Image: Durham University

7 thoughts on “Durham alumni withhold donations after Trevelyan Principal intimidating behaviour allegations

  • Horrible to see, especially after the trouble with the Welfare Officer!

  • Sadly it’s not just Trevelyan College where senior college staff bully their colleagues. As a victim myself in another college, I attempted suicide, had a complete mental breakdown, but HR and Occ Health did nothing and threatened me with dismissal if I took it further. I was told I had to remain silent or I’d be dismissed. That senior college staff member is still in post and I’m suffering PTSD because of the ordeal.

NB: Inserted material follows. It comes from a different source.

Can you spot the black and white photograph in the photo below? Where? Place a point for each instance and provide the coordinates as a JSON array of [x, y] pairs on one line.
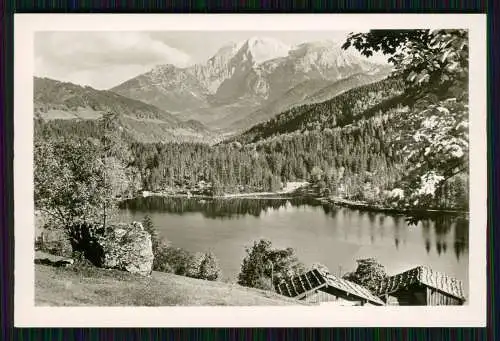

  • Sadly this doesn’t just happen at Trevelyan College, but also at others. As a victim myself, I endured three years of harrasement and bullying behaviours by a Vice Principal at another college. The treatment I received from the college, HR and Occ Health was disgusting. Upon submitting a grievance, I was threatened with dismissal if I continued with my complaint. I was also told that by submitting a grievance, I would recieve a harassment warning for requesting an investigation into the turmoil I suffered. I suffered three years of hell, attempted suicide, became severely depressed, and all the uni did was continuously threaten me with dismissal if I pursued my grievance, despite having 3 years worth of written evidence (email trials etc).

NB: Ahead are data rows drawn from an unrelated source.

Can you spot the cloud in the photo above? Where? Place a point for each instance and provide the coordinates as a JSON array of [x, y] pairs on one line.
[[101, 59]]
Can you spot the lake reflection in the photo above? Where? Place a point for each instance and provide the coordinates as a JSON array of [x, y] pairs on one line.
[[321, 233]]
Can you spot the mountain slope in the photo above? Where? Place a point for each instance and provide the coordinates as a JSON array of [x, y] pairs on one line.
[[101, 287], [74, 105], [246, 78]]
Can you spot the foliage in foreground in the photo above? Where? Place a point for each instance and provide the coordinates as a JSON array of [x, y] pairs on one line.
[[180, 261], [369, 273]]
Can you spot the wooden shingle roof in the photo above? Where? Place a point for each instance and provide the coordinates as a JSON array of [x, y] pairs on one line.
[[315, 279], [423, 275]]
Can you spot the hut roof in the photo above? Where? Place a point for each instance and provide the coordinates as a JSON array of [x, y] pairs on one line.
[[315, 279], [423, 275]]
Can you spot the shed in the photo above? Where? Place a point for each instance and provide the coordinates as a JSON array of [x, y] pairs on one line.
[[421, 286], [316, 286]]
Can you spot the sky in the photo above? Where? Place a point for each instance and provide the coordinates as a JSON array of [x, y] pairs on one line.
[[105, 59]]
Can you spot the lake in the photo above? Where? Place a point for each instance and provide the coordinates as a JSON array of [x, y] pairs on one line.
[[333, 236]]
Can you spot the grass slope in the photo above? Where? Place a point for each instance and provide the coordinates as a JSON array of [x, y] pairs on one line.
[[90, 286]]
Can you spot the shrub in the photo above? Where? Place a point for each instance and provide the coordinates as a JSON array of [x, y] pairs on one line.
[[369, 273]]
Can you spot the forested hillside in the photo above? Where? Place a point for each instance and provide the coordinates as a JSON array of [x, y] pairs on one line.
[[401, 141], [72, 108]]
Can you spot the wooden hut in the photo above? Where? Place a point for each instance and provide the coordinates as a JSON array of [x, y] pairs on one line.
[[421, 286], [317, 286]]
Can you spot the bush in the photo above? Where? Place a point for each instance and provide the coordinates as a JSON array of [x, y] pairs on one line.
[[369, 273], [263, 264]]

    That Vice Principal is still in their position …

  • As a Trevs alumna I am horrified by this. Under no circumstances could I donate to Trevs as long as this situation goes unresolved.
    I am also disgusted that the college, founded specifically to further women’s education, has not had a female Principal since Deborah Lavin, who left around the time the College became mixed.

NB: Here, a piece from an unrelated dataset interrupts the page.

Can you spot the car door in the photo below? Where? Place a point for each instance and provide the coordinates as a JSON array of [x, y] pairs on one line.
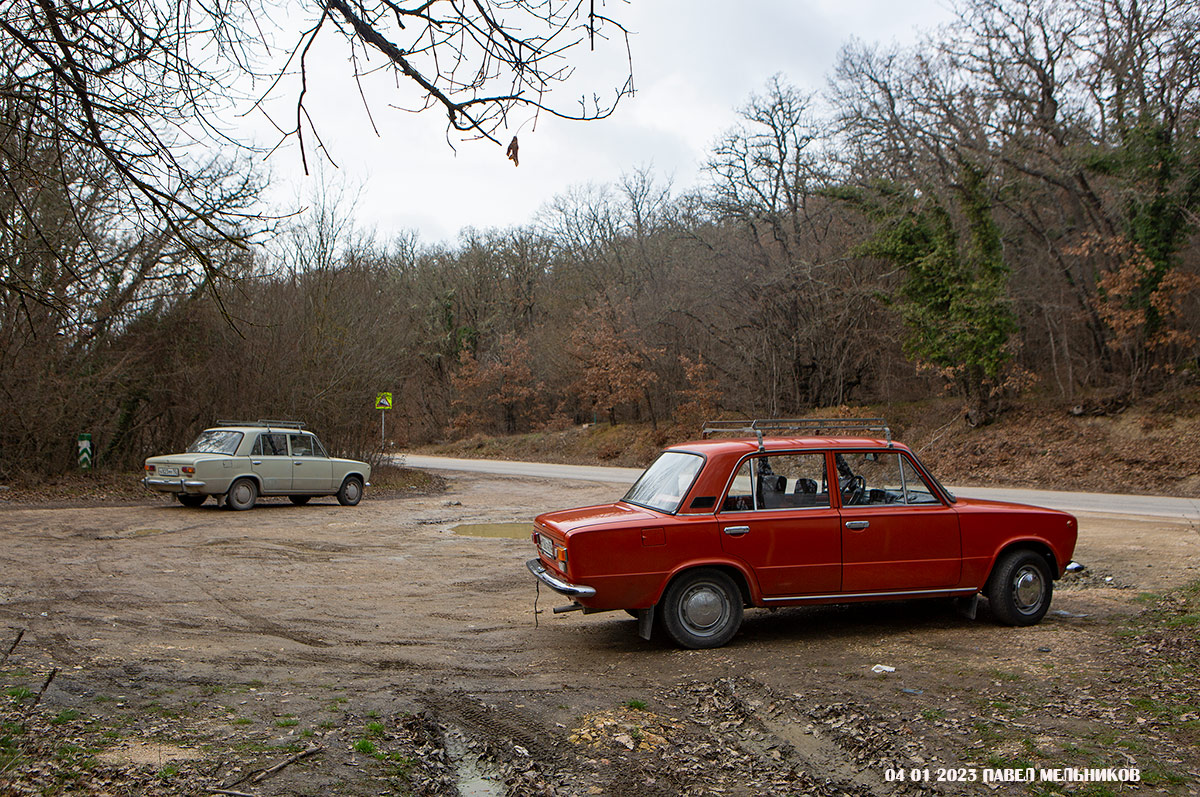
[[897, 533], [311, 469], [271, 462], [778, 519]]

  • What is it about badly running a glorified youth hostel that makes these academics think they are so much better than other people?

  • The chickens have come home to roost for Durham. I was a PhD in the business school and suffered continuous bullying issues. This university is a disgrace

  • I’m an alumnus (back in the 00s!) and some research for a PhD recently took me back to Durham. What I discovered was very unsettling. I contacted the now retired VC who didn’t even reply. I think what I would tease out of the above comments, as way of explanation from someone who has been both in Durham and away from it, is that serious complaints are not being dealt with because of the quite high degree of nepotism in the University. My complaint related to a member of staff who I subsequently discovered had been employed on the basis of being the friend of the head of that department (a department that had also promoted that person’s spouse); not surprisingly the complaint which was valid and concerning (and had involved the VC) went nowhere. Chains of relationships in Durham are preventing complaints from being dealt with in a timely manner (2 years is far too long; Durham likes to retire staff with complaints open against them; the University is good at quoting its policies but staff demonstrably do not follow them); I sympathise with HR etc who have to consider tribunals but a bulk of the blame for some of the ill-matched staff who have been employed at Durham lies with HR; were they coerced or was it just an easy ride? Perhaps it’s time they said. There is much truly suspicious and unsettling behaviour at Durham and having called it out with evidence and received no (direct) response I’m forced to conclude this is because the university is a corrupt one. I don’t say that lightly, I do say it with some authority based on my experience; the dishonesty I encountered was really quite extraordinary and because of self-interest among a chain of staff members connected by friendship or relationship or marriage etc, apparently impossible to correct. My experience was but a snapshot of wider conditions. I’m now working with a journalist to put this into print which is what I suggest others who have been so affected (as clearly they have been) do as well.